In between purchasing a neck pillow and a bag full of snacks, guests flying out of the Marine Air Terminal at New York City's LaGuardia Airport can now order up an impromptu short story. As Hyperallergic reports, Landing Pages is an art project that connects writers to travelers looking for short fiction written in the time it takes to reach their destination.

The kiosk was set up as part of the ArtPort Residency, a new collaboration between the Queens Council on the Arts and the Port Authority of New York and New Jersey, which sponsors different art projects at the Marine Air Terminal for a few months at a time.

Artists Lexie Smith and Gideon Jacobs set up the inaugural project at the terminal earlier this month. To request a story from Landing Pages, travelers can visit the kiosk and leave their flight number and contact information.

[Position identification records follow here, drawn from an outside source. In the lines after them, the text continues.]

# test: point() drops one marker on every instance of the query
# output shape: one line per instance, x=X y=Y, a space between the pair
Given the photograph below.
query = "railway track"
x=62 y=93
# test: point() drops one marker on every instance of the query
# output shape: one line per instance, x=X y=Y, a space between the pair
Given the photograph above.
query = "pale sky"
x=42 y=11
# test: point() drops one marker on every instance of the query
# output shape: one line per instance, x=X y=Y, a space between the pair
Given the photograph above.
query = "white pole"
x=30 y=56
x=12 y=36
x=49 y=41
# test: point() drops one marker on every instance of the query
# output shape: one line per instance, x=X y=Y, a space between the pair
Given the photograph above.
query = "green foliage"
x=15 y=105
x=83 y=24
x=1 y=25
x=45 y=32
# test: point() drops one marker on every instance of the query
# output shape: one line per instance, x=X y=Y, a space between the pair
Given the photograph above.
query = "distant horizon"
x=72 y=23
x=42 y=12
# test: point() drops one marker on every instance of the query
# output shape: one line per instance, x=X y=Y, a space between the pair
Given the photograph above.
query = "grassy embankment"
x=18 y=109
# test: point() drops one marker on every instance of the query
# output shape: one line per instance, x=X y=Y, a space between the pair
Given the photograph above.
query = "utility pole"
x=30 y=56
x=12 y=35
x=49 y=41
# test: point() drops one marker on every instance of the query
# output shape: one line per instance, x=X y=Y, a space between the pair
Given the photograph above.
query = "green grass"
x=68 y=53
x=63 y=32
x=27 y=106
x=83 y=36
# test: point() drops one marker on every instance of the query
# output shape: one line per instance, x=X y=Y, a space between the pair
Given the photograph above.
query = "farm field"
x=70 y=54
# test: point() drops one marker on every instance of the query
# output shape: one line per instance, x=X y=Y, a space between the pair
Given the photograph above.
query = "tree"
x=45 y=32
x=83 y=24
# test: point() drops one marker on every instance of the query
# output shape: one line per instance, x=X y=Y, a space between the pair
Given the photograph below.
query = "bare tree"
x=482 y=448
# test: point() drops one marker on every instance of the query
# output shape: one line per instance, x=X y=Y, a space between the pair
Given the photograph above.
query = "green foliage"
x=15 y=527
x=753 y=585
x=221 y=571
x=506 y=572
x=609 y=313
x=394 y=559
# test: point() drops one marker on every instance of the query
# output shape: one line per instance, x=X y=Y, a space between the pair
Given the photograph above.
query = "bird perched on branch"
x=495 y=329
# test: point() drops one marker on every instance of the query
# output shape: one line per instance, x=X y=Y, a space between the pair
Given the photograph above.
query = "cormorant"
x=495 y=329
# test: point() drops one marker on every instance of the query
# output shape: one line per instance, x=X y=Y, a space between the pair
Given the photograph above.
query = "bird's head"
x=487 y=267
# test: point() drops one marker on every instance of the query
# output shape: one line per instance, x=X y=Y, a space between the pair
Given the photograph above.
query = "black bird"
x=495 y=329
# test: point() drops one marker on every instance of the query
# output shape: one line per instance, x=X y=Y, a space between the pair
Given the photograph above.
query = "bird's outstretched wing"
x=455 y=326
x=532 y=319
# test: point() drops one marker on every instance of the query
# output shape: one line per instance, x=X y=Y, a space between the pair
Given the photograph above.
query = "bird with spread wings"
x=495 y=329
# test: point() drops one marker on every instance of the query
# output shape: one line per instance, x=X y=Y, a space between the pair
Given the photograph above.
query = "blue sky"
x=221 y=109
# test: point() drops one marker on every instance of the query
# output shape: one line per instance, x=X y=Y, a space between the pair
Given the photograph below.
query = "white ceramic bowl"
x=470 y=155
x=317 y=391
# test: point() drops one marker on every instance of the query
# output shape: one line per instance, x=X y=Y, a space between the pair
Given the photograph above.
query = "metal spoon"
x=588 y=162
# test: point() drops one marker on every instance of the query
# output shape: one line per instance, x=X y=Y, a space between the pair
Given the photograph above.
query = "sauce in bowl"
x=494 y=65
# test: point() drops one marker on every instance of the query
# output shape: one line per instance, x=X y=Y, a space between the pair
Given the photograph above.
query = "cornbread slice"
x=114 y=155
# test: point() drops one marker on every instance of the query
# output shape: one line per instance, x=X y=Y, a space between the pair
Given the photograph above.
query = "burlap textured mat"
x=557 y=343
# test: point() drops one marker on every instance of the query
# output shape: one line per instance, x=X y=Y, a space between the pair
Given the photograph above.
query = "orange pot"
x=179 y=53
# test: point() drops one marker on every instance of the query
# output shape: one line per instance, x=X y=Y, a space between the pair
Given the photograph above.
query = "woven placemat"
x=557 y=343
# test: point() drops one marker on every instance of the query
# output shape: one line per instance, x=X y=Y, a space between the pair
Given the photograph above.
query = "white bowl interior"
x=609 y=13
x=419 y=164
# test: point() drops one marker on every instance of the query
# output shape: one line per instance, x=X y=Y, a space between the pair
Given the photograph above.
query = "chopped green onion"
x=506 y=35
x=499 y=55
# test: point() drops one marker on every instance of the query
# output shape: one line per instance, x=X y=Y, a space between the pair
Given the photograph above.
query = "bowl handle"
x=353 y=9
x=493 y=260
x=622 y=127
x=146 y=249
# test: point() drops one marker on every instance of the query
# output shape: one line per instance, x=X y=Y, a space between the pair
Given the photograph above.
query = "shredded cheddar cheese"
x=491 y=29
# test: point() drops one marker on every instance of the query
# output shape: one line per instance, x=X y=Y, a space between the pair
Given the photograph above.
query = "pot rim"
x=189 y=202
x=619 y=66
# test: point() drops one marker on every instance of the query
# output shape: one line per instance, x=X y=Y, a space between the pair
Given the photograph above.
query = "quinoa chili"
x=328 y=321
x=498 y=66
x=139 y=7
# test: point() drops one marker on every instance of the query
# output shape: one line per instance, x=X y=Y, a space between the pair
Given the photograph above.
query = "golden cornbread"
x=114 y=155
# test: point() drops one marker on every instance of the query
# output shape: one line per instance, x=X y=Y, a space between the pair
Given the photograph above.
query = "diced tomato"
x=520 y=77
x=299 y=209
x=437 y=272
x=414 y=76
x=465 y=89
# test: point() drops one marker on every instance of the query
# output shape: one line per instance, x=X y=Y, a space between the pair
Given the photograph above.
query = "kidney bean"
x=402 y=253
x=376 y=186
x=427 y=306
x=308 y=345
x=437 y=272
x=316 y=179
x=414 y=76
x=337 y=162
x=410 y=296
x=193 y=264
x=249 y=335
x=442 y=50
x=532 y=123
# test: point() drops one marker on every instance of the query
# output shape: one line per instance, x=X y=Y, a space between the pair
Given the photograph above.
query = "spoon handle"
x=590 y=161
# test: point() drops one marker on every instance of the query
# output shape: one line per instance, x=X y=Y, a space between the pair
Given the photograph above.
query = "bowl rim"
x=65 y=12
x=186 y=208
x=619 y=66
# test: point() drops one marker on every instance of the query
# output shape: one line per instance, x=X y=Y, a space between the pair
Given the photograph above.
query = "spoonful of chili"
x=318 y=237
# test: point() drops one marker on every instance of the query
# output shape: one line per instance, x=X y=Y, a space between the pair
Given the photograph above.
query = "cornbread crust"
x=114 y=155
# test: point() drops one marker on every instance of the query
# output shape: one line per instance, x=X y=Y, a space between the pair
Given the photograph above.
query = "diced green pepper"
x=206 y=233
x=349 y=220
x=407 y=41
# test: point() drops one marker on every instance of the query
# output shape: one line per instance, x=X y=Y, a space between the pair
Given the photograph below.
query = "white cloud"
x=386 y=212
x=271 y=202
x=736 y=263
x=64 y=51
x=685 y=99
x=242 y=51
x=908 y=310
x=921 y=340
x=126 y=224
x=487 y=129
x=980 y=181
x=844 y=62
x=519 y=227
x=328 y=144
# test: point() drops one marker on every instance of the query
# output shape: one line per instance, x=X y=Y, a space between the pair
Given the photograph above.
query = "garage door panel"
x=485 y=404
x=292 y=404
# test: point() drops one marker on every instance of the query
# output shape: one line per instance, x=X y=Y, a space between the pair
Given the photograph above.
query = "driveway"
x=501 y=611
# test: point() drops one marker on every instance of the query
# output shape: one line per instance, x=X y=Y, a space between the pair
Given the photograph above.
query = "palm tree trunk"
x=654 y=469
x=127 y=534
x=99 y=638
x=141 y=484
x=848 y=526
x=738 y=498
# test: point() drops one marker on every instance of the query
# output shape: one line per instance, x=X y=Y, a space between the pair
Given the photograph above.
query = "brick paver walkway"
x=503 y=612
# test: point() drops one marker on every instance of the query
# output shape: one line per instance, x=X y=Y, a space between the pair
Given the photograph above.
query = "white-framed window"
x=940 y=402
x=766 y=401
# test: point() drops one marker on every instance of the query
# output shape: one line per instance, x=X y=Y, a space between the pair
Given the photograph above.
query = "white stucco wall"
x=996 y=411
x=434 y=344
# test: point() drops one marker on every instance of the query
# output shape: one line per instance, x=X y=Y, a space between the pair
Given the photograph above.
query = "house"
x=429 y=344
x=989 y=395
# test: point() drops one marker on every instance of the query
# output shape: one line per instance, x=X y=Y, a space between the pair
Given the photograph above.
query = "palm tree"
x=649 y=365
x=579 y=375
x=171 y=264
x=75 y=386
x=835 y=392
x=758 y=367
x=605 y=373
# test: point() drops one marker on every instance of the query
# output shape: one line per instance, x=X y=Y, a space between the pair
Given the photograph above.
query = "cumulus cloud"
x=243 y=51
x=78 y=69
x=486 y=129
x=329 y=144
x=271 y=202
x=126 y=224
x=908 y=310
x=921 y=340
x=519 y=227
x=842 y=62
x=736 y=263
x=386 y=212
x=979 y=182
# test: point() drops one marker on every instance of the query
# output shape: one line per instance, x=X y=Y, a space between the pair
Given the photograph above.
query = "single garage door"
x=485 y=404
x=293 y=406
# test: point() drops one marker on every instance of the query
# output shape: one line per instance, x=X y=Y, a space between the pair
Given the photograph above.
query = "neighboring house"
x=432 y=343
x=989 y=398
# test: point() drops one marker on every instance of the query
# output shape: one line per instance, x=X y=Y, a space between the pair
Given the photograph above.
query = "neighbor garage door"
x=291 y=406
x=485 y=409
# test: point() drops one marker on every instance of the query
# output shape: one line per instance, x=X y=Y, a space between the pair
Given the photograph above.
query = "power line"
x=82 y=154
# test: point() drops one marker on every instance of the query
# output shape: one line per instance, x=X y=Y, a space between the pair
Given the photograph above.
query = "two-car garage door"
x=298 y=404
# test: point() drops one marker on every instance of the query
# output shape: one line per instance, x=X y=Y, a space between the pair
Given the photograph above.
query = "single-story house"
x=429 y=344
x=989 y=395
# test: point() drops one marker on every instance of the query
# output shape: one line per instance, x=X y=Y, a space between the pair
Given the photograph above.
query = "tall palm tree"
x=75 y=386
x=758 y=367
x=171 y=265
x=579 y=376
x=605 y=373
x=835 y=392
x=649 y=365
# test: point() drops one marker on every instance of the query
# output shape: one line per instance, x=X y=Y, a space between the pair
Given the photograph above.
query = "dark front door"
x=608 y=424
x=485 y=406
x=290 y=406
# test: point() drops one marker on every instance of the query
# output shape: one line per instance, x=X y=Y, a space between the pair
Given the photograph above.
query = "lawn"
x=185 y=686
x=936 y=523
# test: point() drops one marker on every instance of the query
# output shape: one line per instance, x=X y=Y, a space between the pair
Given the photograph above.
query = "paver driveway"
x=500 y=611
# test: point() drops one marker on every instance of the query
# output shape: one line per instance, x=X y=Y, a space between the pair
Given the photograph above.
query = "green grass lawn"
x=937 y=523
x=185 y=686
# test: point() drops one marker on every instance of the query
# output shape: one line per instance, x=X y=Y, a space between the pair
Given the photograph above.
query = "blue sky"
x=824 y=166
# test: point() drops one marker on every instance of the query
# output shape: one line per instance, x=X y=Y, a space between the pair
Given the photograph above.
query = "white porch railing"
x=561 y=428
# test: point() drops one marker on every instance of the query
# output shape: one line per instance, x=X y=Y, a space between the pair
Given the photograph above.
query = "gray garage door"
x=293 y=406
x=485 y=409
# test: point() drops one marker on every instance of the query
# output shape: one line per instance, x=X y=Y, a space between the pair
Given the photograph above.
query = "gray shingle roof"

While the passenger is in the air, Smith and Jacobs churn out a custom story, in the form of poetry, illustration, or prose, from their airport terminal workspace and send it out in time for it to reach the reader's phone before he or she lands.

The word count depends on the duration of the flight, and the subject matter often touches upon themes of travel and adventure. As Smith and Jacobs continue their residency through June 30, the pieces they complete will be made available at Landingpages.nyc and in hard copy form at the airport kiosk.

Landing Pages isn't the first airport service to offer à la carte short stories. In 2011, a French startup debuted its short story-dispensing vending machine at Paris's Charles de Gaulle Airport. Those stories come in three categories—one-minute, three-minute, and five-minute reads—and are printed out immediately so travelers can read them during their flight.